4 Les montants (1,75 m x 6 cm x 3 cm), aux extrémités chantournées, de façon à permettre leur fixation aux poutres du plafond à l’aide de cordes, sont percés d’œillets recevant quatre taquets de fer, destinés à supporter les traverses (ill. 1 et 2). Au sol, ils sont quelquefois maintenus par de lourdes pierres.
5 Les traverses horizontales percées (H : 2,20 m ; L : 1 cm x 6 cm), comprennent l’ensouple, sur laquelle la chaîne est enroulée, et la poitrinière (ensouple enrouleuse, inférieure) sur laquelle s’enroule la pièce tissée. Un passage, creusé aux extrémités des traverses permet d’encastrer les montants, renforcés notamment pour la poitrinière, par des plaques de fer et fixé par un coin en bois. Pour fixer les montants, on place entre les ensouples et sous les taquets, deux autres coins en bois.
6 Il est, selon les dimensions de l’étoffe, employé pour l’élaboration de pièces en laine (brebis, mouton) : robes drapées de différentes tailles, généralement avec des décors polychromes (brochés, ou teints au henné), djellaba pour hommes, pièce d’épaules carrée pour jeunes filles, tapis de sol, aux franges tressées et rayé de bandes de couleur.
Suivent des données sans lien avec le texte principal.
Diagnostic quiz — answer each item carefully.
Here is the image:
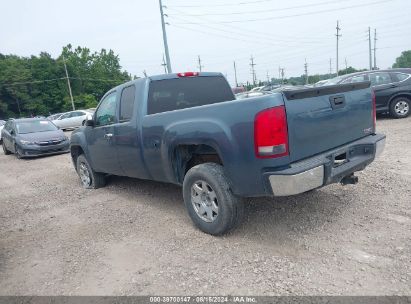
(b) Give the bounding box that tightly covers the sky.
[0,0,411,85]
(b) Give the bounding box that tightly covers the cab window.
[96,92,116,126]
[120,85,136,122]
[370,73,392,86]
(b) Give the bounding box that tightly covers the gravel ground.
[0,117,411,295]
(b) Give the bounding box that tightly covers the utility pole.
[335,20,341,76]
[161,55,167,74]
[234,61,238,87]
[374,29,377,70]
[250,55,257,86]
[368,27,372,71]
[198,55,204,72]
[304,58,308,84]
[62,55,76,111]
[158,0,173,73]
[330,58,333,78]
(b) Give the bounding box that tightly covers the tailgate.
[283,82,375,162]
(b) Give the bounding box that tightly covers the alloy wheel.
[191,180,218,223]
[79,163,91,187]
[394,100,410,116]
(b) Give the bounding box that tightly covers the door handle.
[104,133,113,140]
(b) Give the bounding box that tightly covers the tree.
[0,44,132,119]
[392,50,411,68]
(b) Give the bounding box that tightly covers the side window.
[71,111,85,117]
[120,85,136,122]
[391,73,410,82]
[350,74,368,83]
[59,113,70,119]
[96,92,116,126]
[370,73,392,86]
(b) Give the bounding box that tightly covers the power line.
[335,20,341,76]
[62,55,76,111]
[198,55,204,72]
[158,0,173,73]
[368,27,372,71]
[171,0,353,17]
[173,0,395,24]
[250,55,257,85]
[161,54,167,74]
[374,29,377,70]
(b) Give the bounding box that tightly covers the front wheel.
[1,140,11,155]
[77,154,106,189]
[183,163,244,235]
[390,97,411,118]
[14,145,23,159]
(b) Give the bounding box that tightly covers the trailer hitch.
[340,173,358,185]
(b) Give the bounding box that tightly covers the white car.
[53,110,93,130]
[0,120,6,143]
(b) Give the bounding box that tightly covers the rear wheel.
[183,163,244,235]
[390,97,411,118]
[77,154,106,189]
[14,145,23,159]
[1,140,11,155]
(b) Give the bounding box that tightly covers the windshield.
[321,77,343,85]
[147,76,235,114]
[16,120,58,134]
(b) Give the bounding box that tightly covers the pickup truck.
[70,72,385,235]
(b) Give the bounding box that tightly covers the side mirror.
[85,119,94,127]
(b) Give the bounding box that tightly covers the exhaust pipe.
[340,173,358,185]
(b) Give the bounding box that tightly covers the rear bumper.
[265,134,385,196]
[18,141,70,158]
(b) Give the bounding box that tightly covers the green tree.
[392,50,411,68]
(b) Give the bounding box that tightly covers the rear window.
[16,120,57,134]
[147,76,235,114]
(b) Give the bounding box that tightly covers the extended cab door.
[85,91,123,175]
[113,82,149,178]
[369,72,397,109]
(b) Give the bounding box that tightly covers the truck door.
[113,82,149,178]
[85,91,123,175]
[369,72,397,109]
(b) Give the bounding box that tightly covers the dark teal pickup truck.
[71,72,385,235]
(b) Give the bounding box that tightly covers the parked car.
[323,69,411,118]
[70,72,385,234]
[53,110,93,130]
[47,113,64,121]
[231,86,246,94]
[235,91,271,99]
[249,86,264,92]
[0,120,6,144]
[1,118,70,158]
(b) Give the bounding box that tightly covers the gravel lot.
[0,117,411,295]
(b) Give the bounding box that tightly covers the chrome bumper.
[269,166,324,196]
[375,138,385,158]
[267,135,385,196]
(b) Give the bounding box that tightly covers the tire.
[390,97,411,118]
[183,163,244,235]
[1,140,11,155]
[14,145,23,159]
[76,154,106,189]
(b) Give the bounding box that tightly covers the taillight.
[371,90,377,132]
[254,106,288,158]
[177,72,199,77]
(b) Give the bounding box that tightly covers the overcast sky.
[0,0,411,83]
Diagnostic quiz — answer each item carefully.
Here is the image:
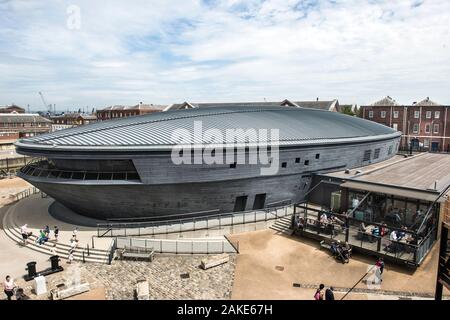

Une fois ses bords rabattus et cousus, il sert de sac pour le transport de la paille vers le silo après le vannage ; lirette ; chemise décorée d’enfant, courte et sans manche ; bissac, musette, muselière, mangeoire, sac de semence. La taille de cet appareil démontable, dépend de la pièce à tisser, permet son transport et le remplacement aisé des pièces usagées. Il s’hérite de mère en fille, se prête entier ou partiellement (montants ou traverses) entre épouses de même lignage. Le port de la plupart de ces pièces est tombé en désuétude, seuls la ceinture, les voiles de têtes, les coiffes, les bandeaux et le carré dorsal des jeunes filles sont maintenus. Les tissus en poil de chèvre sont rares : couvertures, tapis noués3.
7 B. Les métiers verticaux, sans cadre ont la triple particularité d’être fabriqués par les femmes à partir d’éléments végétaux (morceaux de bois) non travaillés par un artisan, de produire des textiles torsadés et dépourvus de trame et enfin de ne pas nécessiter d’outils. Les mains et les pieds sont seuls en activité lors du tissage.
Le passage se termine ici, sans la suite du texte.